Financial Model & Unit Economics
Bottom line for this section
The HIMS comp ($83 MORPAS, 74% GM, 39% marketing, sub-1-yr CAC payback) reflects scale + brand + a now-defunct compounded GLP-1 economics layer; a single-product peptide startup operating in advertising-restricted channels with no GLP-1 demand anchor cannot rely on those benchmarks — model conservatively at $99-299 ARPU, 50%+ marketing-to-revenue, 10-12% monthly churn (vs HIMS's 70% week-12 retention only achievable with GLP-1 clinical anchor).
Research
The unit economics of a US telehealth compounded-peptide venture in mid-2026 are defined by two regulatory shocks that destroyed the dominant operator playbook: (1) FDA resolved the semaglutide (Feb 2025) and tirzepatide (Dec 2024) shortages, ending lawful 503A/503B bulk-substance compounding of GLP-1s for the mass market, and (2) Hims & Hers — the only public comp at scale — terminated its compounded GLP-1 program in March 2026 after Novo Nordisk severed its Wegovy collaboration.
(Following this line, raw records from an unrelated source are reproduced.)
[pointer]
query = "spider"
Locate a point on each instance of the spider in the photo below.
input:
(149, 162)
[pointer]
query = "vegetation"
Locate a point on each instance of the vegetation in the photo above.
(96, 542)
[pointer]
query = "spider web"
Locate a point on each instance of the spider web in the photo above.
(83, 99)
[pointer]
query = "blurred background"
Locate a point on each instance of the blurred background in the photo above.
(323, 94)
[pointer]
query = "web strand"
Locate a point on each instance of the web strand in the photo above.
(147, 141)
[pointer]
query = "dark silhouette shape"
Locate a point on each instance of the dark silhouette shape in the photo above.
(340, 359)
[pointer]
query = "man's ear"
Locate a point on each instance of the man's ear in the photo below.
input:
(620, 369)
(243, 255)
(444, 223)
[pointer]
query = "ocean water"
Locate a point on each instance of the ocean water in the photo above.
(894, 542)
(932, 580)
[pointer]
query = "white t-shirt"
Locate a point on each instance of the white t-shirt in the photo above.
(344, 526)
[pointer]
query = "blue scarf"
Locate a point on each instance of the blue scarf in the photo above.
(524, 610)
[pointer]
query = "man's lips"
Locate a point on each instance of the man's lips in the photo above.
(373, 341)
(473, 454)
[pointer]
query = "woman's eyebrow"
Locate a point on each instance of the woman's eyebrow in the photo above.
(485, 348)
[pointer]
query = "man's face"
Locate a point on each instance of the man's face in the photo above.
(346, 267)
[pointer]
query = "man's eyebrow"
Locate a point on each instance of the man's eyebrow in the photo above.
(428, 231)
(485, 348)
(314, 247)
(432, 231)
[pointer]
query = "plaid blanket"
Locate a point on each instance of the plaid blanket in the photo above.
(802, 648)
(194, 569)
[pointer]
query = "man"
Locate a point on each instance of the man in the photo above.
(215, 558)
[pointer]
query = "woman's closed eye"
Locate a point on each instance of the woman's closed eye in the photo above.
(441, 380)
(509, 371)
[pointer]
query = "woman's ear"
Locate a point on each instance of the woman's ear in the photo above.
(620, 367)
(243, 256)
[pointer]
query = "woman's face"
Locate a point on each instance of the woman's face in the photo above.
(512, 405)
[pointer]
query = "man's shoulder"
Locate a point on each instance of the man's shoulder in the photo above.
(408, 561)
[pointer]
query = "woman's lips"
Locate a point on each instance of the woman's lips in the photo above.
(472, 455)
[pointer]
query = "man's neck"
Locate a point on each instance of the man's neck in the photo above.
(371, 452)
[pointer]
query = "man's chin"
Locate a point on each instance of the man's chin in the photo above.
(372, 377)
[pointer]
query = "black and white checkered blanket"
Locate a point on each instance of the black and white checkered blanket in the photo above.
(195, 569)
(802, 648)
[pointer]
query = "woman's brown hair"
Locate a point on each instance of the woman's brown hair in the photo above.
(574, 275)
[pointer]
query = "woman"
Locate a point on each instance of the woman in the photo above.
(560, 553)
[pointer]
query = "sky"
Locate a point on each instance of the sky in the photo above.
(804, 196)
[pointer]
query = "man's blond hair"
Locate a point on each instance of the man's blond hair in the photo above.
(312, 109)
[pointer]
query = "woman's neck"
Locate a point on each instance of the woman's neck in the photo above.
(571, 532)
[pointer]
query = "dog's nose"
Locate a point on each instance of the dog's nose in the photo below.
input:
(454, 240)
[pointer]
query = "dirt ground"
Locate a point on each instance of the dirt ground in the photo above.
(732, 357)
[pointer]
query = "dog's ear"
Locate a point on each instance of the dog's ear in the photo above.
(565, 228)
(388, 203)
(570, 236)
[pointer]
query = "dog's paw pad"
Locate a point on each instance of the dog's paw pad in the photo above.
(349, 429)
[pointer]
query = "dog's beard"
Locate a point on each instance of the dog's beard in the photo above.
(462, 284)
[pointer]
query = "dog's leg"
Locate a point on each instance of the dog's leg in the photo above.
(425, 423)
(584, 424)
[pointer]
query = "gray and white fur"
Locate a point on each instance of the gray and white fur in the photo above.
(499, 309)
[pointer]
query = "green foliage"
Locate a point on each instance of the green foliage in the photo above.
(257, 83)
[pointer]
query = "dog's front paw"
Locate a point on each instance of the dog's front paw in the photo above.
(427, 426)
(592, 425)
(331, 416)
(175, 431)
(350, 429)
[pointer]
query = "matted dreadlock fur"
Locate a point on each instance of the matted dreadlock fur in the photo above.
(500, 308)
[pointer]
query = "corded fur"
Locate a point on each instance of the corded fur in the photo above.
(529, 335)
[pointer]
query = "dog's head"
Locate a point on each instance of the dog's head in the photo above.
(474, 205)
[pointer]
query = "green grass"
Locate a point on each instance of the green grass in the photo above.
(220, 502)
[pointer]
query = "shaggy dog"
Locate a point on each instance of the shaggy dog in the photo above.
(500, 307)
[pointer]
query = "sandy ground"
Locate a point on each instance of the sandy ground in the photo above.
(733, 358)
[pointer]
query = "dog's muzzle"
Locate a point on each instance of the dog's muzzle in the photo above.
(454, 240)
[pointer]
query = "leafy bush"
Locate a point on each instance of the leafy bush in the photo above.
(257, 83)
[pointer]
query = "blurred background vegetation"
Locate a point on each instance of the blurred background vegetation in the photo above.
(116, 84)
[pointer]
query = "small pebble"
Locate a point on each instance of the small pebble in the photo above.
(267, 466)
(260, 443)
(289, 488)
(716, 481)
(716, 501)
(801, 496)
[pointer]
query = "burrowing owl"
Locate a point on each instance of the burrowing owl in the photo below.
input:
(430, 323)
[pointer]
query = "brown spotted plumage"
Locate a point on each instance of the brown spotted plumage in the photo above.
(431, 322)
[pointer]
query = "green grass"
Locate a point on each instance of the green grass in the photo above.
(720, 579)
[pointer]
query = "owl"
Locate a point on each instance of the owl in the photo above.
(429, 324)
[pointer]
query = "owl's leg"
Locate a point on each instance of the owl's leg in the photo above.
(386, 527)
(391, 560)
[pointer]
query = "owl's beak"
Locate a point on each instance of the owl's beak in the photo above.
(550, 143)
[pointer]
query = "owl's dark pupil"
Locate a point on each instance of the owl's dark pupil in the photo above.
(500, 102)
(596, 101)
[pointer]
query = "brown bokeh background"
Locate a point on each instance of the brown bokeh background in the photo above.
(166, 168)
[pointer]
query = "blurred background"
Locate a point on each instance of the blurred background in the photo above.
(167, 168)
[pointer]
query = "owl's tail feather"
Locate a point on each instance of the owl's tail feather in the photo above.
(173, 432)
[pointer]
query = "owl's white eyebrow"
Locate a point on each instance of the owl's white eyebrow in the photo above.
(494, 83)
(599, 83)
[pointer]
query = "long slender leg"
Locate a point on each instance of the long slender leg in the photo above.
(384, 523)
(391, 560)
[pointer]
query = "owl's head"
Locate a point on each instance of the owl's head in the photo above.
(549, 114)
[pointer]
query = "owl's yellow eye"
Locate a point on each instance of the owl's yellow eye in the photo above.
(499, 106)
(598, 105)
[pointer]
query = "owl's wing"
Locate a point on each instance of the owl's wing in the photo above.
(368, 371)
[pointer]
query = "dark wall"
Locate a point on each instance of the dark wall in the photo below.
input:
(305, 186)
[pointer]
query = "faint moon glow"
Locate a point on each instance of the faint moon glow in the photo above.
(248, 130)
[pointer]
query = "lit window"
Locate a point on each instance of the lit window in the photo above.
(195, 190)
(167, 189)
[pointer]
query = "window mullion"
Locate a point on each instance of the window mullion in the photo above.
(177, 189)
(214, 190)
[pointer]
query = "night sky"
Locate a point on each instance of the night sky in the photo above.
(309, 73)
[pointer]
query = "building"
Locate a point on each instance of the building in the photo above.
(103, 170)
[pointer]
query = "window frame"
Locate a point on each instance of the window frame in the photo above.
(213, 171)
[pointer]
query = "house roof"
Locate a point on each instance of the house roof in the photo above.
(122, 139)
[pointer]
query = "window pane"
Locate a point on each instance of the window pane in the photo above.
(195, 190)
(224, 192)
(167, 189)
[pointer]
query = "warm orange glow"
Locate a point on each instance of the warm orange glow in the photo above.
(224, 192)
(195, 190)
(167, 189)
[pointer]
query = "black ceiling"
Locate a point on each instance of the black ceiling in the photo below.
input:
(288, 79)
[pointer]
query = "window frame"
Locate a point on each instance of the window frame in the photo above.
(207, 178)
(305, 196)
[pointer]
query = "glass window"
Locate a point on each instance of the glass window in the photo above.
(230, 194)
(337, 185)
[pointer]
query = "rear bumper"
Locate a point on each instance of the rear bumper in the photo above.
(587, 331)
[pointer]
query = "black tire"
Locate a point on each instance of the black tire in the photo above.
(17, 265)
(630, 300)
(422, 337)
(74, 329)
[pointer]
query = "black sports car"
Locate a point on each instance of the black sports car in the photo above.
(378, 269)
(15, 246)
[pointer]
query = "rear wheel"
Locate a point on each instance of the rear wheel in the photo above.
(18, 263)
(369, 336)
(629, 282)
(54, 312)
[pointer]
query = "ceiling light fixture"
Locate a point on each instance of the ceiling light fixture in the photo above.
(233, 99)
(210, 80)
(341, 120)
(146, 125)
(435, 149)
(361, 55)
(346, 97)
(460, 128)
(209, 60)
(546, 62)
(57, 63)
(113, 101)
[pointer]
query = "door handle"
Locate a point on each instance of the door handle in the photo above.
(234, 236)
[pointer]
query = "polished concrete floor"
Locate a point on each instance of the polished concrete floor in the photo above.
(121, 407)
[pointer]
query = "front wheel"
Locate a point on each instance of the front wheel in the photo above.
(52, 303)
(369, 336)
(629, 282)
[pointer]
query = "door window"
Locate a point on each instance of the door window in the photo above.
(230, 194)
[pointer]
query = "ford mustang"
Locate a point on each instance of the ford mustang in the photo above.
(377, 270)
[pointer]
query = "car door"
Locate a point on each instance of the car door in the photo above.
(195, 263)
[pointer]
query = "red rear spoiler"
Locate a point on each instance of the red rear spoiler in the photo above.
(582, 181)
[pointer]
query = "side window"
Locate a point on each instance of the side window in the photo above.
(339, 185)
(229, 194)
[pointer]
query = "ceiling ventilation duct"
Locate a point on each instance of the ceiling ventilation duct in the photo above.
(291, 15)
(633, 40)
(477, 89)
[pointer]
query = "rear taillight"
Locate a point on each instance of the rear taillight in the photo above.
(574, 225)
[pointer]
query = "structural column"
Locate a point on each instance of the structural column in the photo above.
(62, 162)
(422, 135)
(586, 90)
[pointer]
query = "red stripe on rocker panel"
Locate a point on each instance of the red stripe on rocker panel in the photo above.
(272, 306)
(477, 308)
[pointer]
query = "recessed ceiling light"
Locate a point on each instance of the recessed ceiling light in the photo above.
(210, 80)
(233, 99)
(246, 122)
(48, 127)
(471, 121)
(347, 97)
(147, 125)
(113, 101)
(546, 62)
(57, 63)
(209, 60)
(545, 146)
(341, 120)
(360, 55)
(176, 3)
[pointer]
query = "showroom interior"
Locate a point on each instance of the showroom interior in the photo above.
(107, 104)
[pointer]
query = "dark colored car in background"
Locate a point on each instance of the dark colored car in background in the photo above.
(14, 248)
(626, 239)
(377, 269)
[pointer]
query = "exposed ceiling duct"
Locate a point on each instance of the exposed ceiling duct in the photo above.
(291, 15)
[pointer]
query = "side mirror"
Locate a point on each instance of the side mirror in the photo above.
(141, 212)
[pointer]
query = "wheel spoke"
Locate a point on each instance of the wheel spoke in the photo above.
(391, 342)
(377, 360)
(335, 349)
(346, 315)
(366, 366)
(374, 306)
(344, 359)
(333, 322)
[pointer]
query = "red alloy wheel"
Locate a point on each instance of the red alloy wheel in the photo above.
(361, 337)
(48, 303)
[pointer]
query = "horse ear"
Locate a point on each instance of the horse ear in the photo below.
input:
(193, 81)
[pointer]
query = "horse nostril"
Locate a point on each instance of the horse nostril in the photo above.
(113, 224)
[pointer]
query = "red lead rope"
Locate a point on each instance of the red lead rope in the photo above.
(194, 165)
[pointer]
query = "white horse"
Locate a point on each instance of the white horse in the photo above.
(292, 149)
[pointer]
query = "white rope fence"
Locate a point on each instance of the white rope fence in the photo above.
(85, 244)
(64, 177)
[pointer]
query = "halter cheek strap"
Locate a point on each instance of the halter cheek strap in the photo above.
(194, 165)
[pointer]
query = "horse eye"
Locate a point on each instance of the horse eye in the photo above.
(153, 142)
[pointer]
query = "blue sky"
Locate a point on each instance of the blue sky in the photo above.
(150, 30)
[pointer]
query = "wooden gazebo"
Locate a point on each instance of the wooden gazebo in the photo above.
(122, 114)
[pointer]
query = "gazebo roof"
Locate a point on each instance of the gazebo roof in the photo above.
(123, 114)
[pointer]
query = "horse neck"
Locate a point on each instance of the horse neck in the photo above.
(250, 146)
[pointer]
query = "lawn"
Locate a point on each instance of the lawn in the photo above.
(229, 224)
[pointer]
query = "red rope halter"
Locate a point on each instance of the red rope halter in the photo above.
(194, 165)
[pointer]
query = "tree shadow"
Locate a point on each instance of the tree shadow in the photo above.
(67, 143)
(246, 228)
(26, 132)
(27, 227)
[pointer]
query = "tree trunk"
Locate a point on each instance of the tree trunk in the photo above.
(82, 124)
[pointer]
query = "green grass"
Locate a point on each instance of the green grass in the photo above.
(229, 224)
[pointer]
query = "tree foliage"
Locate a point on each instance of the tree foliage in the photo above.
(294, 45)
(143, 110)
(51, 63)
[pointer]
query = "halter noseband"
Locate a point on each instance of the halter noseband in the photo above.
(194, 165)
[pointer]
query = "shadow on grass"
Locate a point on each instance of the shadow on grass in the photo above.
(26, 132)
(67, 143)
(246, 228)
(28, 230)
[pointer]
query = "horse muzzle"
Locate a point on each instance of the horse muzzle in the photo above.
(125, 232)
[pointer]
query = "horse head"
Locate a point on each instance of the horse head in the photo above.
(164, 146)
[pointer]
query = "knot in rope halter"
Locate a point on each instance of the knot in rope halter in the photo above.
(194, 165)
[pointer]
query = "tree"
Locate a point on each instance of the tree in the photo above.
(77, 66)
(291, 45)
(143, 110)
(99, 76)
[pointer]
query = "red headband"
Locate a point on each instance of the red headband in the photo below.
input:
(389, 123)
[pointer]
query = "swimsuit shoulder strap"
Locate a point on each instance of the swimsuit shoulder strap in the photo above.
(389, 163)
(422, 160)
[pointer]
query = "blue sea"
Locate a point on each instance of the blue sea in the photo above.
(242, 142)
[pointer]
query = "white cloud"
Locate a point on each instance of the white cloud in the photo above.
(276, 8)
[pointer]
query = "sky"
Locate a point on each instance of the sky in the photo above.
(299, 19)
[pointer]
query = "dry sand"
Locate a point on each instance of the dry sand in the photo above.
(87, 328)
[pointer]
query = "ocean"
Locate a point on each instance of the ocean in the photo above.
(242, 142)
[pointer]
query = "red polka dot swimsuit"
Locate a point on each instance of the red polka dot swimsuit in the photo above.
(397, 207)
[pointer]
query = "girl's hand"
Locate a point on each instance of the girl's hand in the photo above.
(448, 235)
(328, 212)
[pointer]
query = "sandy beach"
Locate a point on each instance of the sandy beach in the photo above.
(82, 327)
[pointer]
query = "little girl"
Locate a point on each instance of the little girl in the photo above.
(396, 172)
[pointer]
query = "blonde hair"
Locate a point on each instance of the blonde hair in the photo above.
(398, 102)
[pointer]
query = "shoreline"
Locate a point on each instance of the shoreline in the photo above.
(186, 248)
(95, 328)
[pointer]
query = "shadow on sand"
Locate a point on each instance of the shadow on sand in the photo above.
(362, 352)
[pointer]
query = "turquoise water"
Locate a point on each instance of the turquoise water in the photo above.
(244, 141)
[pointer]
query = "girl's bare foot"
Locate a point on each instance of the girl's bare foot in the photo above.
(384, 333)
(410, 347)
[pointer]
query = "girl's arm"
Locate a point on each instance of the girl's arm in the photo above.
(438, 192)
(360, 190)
The non-GLP-1 peptides the proposed venture would sell were removed from FDA Category 2 on April 15, 2026 but as of May 2026 are NOT on Category 1 — they sit in regulatory limbo pending the July 23-24 2026 PCAC meeting. HIMS at scale (2.6M subscribers, Q1 2026) shows the achievable mature-state envelope: ~$80 monthly revenue per average subscriber, ~65-74% gross margin (compressing as weight-loss specialty grew share), 36-46% of revenue spent on marketing, sub-1-year payback for 2024 cohort, 70% week-12 retention for weight-loss subscribers — but every layer of those numbers benefits from HIMS' scale, brand, and now-defunct compounded-GLP-1 economics. Per-Rx COGS for non-GLP-1 peptides sits in $30-150/month band per vendor reporting, cold-chain shipping adds ~$50-70 per shipment plus new $8.50/package dry-ice surcharge effective January 2026, and §3-disclosed 5-10% rolling reserves held 90-180 days create proportional working-capital trap.
Key facts
Hims & Hers Health (NYSE: HIMS) reported 2025 full-year revenue of $2.347 billion (up 59% YoY), 2.5 million subscribers (up 13%), monthly revenue per average subscriber $83 (up 28% from $65 in 2024), gross margin 74% (down from 79%), marketing $919.3M (39.2% of revenue), net income $128M, Adjusted EBITDA $318M — establishing the only public-comp baseline.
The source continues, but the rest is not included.